Disagree with both coding choices above.
My opinion on the CPT:
28299 RT (some payers want T5 Right foot, great toe, but you're technically only supposed to use the T mods on phalanges) (If provider disagrees code 28297)
28285 T6 (59 mod depending on payer, possibly use XS mod. However, the T6 Right foot, second digit indicates anatomic specificity but in the real world it will deny without the 59)
28313 T6 (59 mod depending on payer, possibly use XS mod)
Why?
This procedure was a combination of two hallux valgus corrections: osteotomy and arthodesis. I can see why the two choices above have the codes they do but they are not correct. The first example is trying to use individual codes when there are more specific and unbundling codes. The second suggestion is close but not correct. 28308 is
other than 1st
metatarsal. The osteotomy done in this case was on the 1st proximal phalanx.
Per CPT 28299 is reported when combined methods are used. On page two of the op report the tendons are freed, ligaments transected and MTP capsulotomy performed. Then, the arthrodesis of the metatarsocuneiform is performed (which if performed alone would be 28297). On page three it is indicated there is still hallux abductus so proximal phalanx osteotomy of the RT great is done (this would be 28298 if done alone). Because it was a combo technique you code to 28299. I know it sounds crazy because the CPT 28299 description says double osteotomy, but it's because it was a combo of two techniques. If the provider doesn't agree I would just use 28297.

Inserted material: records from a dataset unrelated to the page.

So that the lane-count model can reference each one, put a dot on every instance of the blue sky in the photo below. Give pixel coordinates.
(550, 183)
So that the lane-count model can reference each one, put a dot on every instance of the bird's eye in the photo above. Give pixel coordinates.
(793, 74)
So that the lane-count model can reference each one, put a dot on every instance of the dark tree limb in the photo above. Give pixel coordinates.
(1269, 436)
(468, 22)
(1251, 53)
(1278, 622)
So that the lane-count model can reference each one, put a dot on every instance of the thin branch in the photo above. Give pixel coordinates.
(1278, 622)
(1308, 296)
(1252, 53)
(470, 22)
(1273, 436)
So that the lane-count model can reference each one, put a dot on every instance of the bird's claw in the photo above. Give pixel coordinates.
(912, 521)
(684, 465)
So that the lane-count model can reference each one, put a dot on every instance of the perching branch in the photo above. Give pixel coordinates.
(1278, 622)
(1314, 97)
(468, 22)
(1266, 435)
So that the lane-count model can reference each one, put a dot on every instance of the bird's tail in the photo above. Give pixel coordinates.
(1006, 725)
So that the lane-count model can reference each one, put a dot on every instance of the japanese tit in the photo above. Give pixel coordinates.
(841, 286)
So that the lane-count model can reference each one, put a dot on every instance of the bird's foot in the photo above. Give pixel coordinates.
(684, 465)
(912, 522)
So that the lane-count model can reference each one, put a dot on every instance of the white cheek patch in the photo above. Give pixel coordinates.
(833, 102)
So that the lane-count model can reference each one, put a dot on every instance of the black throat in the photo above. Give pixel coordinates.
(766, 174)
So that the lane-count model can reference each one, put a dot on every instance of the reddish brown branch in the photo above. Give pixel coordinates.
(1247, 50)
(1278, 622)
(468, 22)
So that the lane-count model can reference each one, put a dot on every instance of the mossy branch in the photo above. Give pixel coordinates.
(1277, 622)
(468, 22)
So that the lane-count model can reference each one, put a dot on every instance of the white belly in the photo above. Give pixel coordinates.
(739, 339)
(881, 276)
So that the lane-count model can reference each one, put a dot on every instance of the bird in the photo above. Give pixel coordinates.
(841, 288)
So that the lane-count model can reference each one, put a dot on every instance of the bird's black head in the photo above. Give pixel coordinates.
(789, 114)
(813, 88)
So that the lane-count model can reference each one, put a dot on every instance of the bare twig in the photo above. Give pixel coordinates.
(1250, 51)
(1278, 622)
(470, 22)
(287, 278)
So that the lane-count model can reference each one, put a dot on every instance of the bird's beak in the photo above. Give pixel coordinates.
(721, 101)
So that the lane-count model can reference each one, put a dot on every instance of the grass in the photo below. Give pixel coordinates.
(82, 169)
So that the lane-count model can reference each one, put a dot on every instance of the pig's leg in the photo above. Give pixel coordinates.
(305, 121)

On page three the provider then moves to the second toe. Plantar plate repair is always a debated procedure. I have seen unlisted, 28313, 28270, 28272, etc. among the codes used. I feel it depends on the method and other procedures at the same area. This is a well presented plantar plate reference:
https://www.apma.org/files/7 NYCC20 Coding Plantar Plate Repair SA.pdf
28285 hammertoe correction was performed on page three by K-wire throught he intermediate and distal phalanges and I would argue that is a different anatomic area than the plantar plate (28313) repair done at the second MTP joint.
You may find a payer denial of either the 28313 or 28285 as inclusive. Be sure to assign different diagnoses to each procedure and don't overlap them.
76000 is included because it has separate procedure designation meaning it is integral to these others and can't be reported separately (even with a 59 that's a red flag). It's also explained in the NCCI manual under "medical surgical package". The PRP placement is also included when used to promote healing at the site of a greater procedure. The "stuff" like the PRP kit would be a facility supply.